Wie funktioniert Ihr gezielter therapeutischer Ansatz gegen die Krebsmetastasierung?

Unsere Wirkstoffe sind Prolin-basierte „Konformationsmimetika“. Sie ahmen die einzigartige Helix-Struktur von Prolin-reichen Motiven nach und entfalten ihre Wirkung in der Tumorzelle, indem sie gezielt die Wechselwirkung zwischen bestimmten Proteinen am Ende von krebsrelevanten Signalwegen blockieren. Das ist ein Alleinstellungsmerkmal, denn bislang war es nicht möglich, diesen Treiber der Tumorprogression zu erreichen. In der Folge können die Krebszellen nicht mehr gezielt wandern. In in-vivo-Untersuchungen konnten wir an Triple-negativem Brustkrebs und Pankreaskrebs zeigen, dass unsere Technologie das Krebsgeschehen signifikant hemmt.

Wie weit ist Ihre Entwicklung, welches sind die nächsten Meilensteine?

Nach einer erfolgreichen Proof-of-Concept-Studie haben wir unseren Wirkstoffkandidaten optimiert, um maximale Wirksamkeit bei minimaler Toxizität zu erreichen. Als nächstes wollen wir mit dem optimierten Wirkstoff zeigen, dass die definierte Dosis funktioniert. Unsere Vision ist es, 2024 einen Entwicklungskandidaten zu etablieren und ab 2025 bereit für die klinische Phase zu sein.

Ihre Plattform-Technologie bietet auch für weitere Indikationen Potenzial.

Die Helix-Nachahmung kann in vielen Bereichen genutzt werden. Der interne Fokus liegt auf der Onkologie; wir sind aber offen, frühzeitig in anderen Therapiefeldern zu kooperieren. Hierbei würden wir mit Hilfe unserer Bausteine „small molecule“ Inhibitoren entwerfen und teilweise auch die biologische Untersuchung übernehmen.

Wie finanziert sich Ihr Start-up?

Nach unserem EXIST-Stipendium haben wir 2021 vom European Innovation Council (EIC) Accelerator einen Zuschuss in Höhe von 2,5 Millionen Euro für den Einsatz unserer Plattformtechnologie und zur weiteren Förderung unseres Onkologie-Programms erhalten. Dieser Zuschuss beinhaltet die Option, in den nächsten Finanzierungsrunden bis zu 15 Millionen Euro von der Europäischen Investitionsbank zu bekommen. Unsere Chance lag im Wettbewerb bei ca. 1,5 Prozent – wir sind sehr stolz auf diesen Erfolg. In der Folge konnten wir im Mai 2022 den renommierten Deep-Tech-Investor Freigeist Capital für eine Seed-Finanzierung gewinnen.

Wie funktioniert das Arbeiten an zwei Orten?

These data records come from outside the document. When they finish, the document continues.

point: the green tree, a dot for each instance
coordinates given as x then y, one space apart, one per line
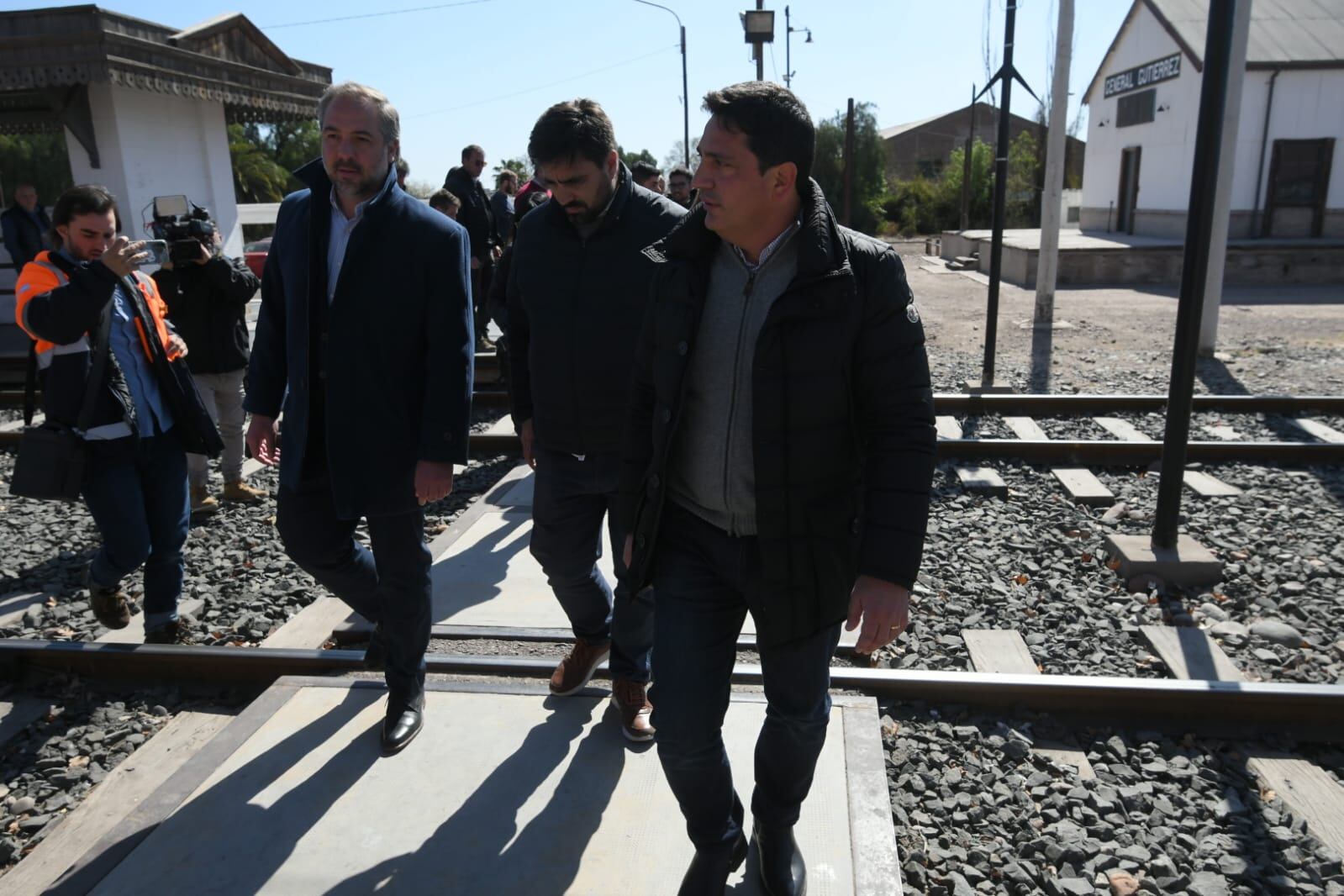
294 144
35 159
1023 193
868 182
257 177
265 157
519 166
630 157
677 157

Wir sind schon seit einigen Jahren gewohnt, „remote“ zu arbeiten und uns per „Videocall“ auszutauschen. Aktuell profitieren wir von der Infrastruktur und den Möglichkeiten beider Standorte. Für unser Berliner Team, angeführt von Dr. Matthias Müller und Juliana Rojas Pion, steht im Herbst der langerwartete Umzug in den BerlinBioCube an. Auf die neuen Räumlichkeiten freuen wir uns sehr.

Was macht für Sie der Campus in Buch aus?

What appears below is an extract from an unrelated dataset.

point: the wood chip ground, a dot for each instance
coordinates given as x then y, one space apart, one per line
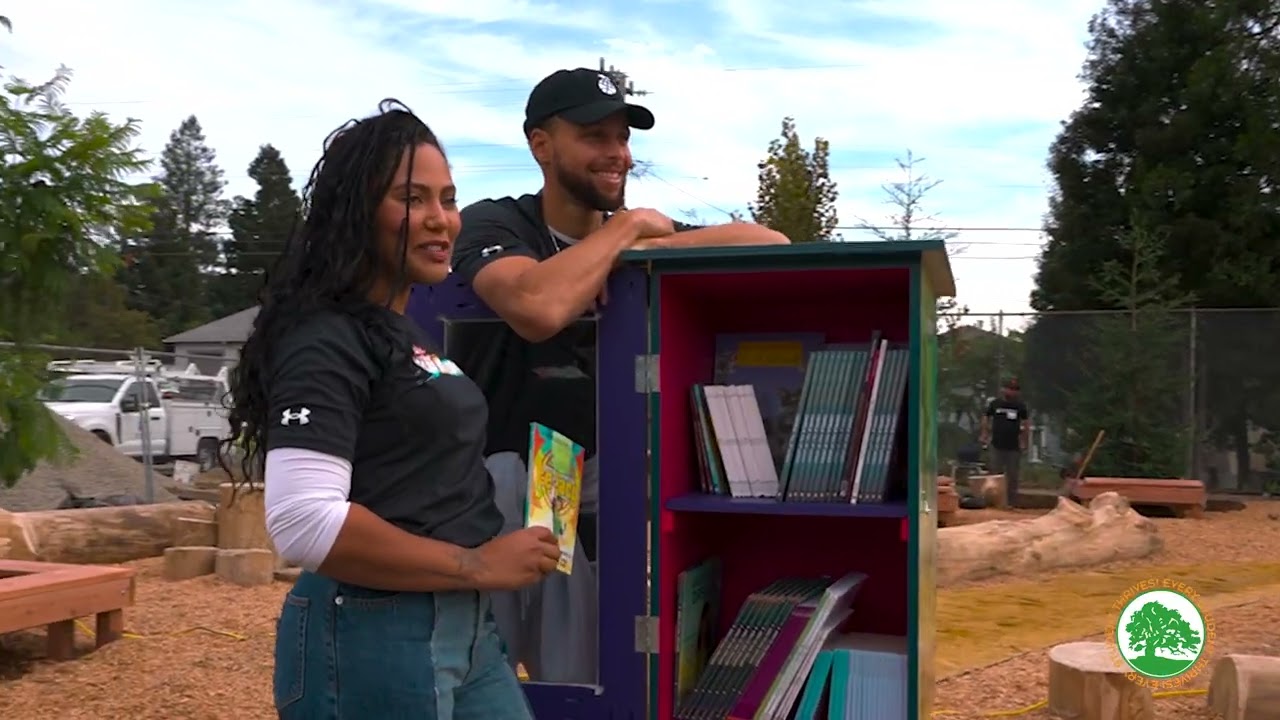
201 650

Wichtig sind für uns die Kooperationsmöglichkeiten vor Ort – zum Beispiel mit der EPO Berlin-Buch GmbH, mit der wir in-vivo-Studien durchführen. Hinzu kommt, dass wir hier erstklassige Wissenschaftler:innen rekrutieren können. Vor allem freuen wir uns auf das Biotech-spezifische Ecosystem mit den anderen Start-ups im BerlinBioCube.